To implement multiprocessing in a Python program, we first need to understand relevant operating system knowledge.
Unix/Linux operating systems provide a fork() system call, which is quite special. A normal function call is invoked once and returns once, but fork() is called once and returns twice—this is because the operating system automatically copies the current process (called the parent process) to create a child process, then returns separately within both the parent and child processes.
The child process always returns 0, while the parent process returns the child process’s ID. The reason for this design is that a parent process can fork() many child processes, so the parent process needs to keep track of each child process’s ID, whereas a child process only needs to call getppid() to obtain its parent process’s ID.
Python’s os module encapsulates common system calls, including fork(), allowing us to easily create child processes in Python programs:
import os
print('Process (%s) start...' % os.getpid())
# Only works on Unix/Linux/macOS:
pid = os.fork()
if pid == 0:
print('I am child process (%s) and my parent is %s.' % (os.getpid(), os.getppid()))
else:
print('I (%s) just created a child process (%s).' % (os.getpid(), pid))
The output is as follows:
Process (876) start...
I (876) just created a child process (877).
I am child process (877) and my parent is 876.
Since Windows does not have the fork() call, the above code cannot run on Windows. However, macOS is based on the BSD (a type of Unix) kernel, so running it on macOS works without issues—we recommend learning Python on macOS!
With the fork() call, when a process receives a new task, it can copy itself to create a child process to handle the new task. A common example is the Apache server: the parent process listens on a port, and whenever a new HTTP request arrives, it fork()s a child process to handle that request.

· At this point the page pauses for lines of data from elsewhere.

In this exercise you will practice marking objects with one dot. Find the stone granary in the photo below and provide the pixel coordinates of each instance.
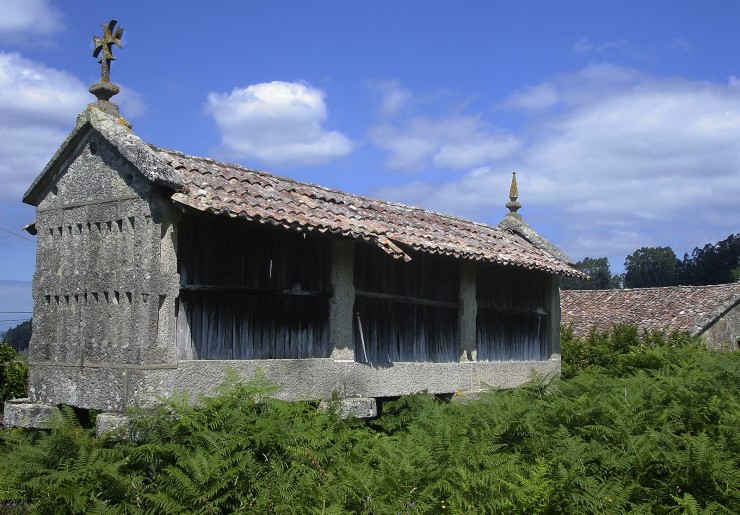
(158, 271)
(711, 312)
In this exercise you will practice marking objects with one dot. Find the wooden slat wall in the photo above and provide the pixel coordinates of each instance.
(250, 292)
(402, 323)
(513, 314)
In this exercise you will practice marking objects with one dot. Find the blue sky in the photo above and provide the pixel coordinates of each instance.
(621, 119)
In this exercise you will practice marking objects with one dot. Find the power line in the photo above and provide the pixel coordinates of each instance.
(16, 234)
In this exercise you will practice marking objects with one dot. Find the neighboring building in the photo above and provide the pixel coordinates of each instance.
(712, 312)
(157, 271)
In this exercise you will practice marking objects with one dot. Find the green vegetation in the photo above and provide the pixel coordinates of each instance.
(641, 422)
(658, 266)
(19, 336)
(13, 374)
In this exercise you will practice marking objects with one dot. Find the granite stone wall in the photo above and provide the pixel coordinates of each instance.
(105, 283)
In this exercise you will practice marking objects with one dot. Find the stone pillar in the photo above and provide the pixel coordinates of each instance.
(467, 313)
(555, 317)
(342, 300)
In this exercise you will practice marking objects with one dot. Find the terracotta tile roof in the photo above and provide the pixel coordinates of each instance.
(238, 192)
(682, 308)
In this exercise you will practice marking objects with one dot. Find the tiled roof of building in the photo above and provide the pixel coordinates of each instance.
(680, 308)
(238, 192)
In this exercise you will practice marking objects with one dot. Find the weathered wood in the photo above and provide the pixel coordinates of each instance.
(405, 311)
(513, 321)
(405, 300)
(250, 292)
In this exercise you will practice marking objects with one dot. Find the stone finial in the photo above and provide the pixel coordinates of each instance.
(513, 205)
(105, 89)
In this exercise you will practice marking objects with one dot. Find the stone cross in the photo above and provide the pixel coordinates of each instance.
(104, 45)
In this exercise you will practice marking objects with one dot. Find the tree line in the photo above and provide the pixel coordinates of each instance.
(658, 266)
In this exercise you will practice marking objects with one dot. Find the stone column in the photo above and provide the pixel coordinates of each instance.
(342, 300)
(467, 313)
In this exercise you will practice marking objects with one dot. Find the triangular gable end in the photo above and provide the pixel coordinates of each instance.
(94, 131)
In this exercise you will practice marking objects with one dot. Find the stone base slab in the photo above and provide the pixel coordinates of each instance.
(27, 413)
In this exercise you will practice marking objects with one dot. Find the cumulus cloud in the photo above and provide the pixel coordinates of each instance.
(38, 105)
(21, 19)
(622, 160)
(277, 123)
(455, 142)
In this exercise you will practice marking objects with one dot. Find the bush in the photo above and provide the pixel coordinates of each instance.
(645, 424)
(13, 374)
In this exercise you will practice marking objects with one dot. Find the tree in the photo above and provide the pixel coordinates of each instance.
(712, 264)
(19, 337)
(650, 266)
(598, 271)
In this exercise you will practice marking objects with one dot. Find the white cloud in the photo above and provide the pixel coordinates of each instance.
(623, 160)
(37, 109)
(456, 142)
(278, 123)
(22, 20)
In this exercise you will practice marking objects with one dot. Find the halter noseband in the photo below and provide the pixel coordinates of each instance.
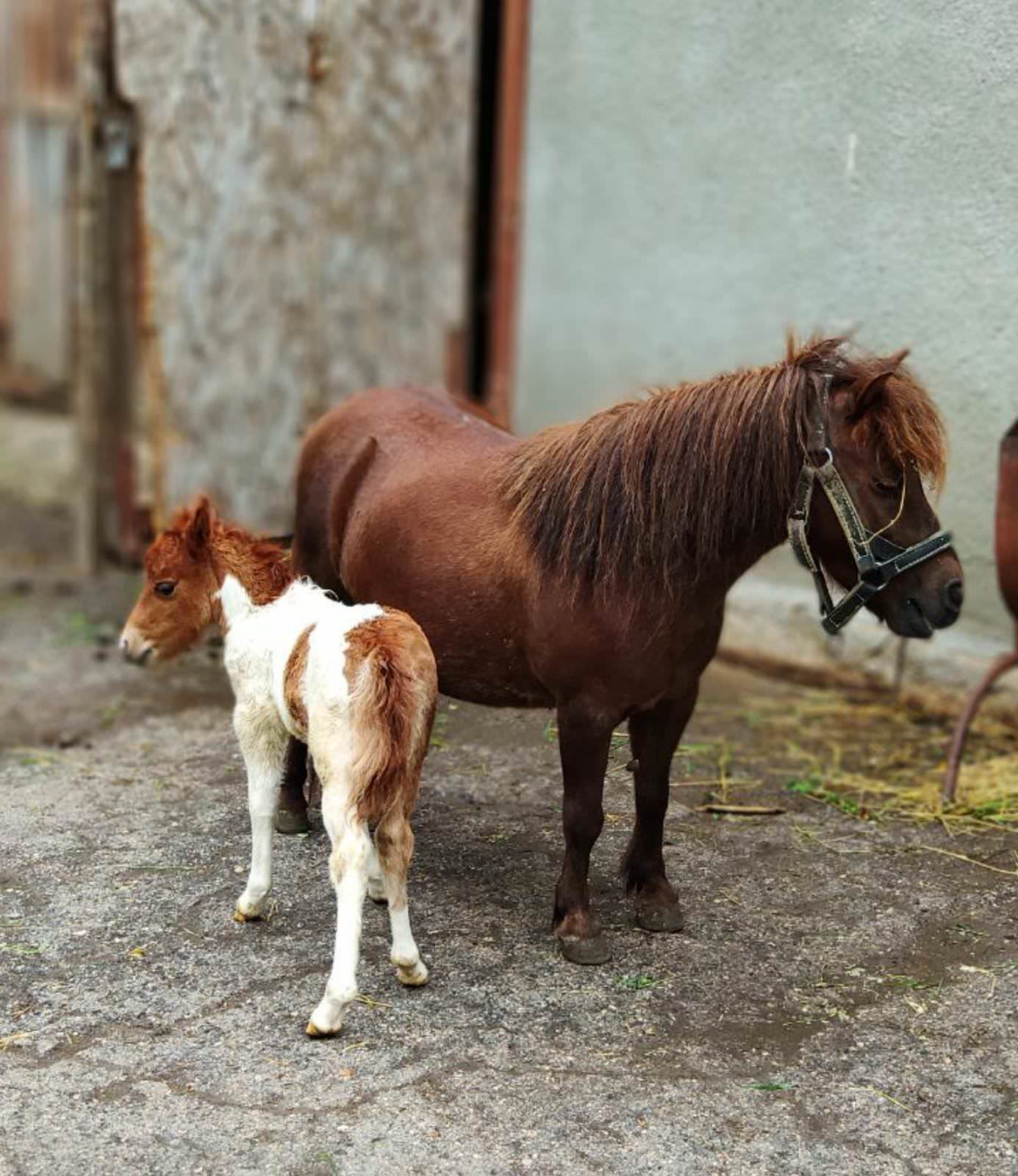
(877, 559)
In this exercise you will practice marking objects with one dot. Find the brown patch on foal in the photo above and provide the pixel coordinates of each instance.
(294, 680)
(394, 686)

If you plan to write a multi-process service program, Unix/Linux is undoubtedly the right choice. Since Windows lacks the fork() call, is it impossible to write multi-process Python programs on Windows?
As Python is cross-platform, it should naturally provide cross-platform multiprocessing support. The multiprocessing module is the cross-platform implementation of multiprocessing in Python.
The multiprocessing module provides a Process class to represent a process object. The following example demonstrates starting a child process and waiting for it to finish:
from multiprocessing import Process
import os
# Code to be executed by the child process
def run_proc(name):
print('Run child process %s (%s)...' % (name, os.getpid()))
if __name__=='__main__':
print('Parent process %s.' % os.getpid())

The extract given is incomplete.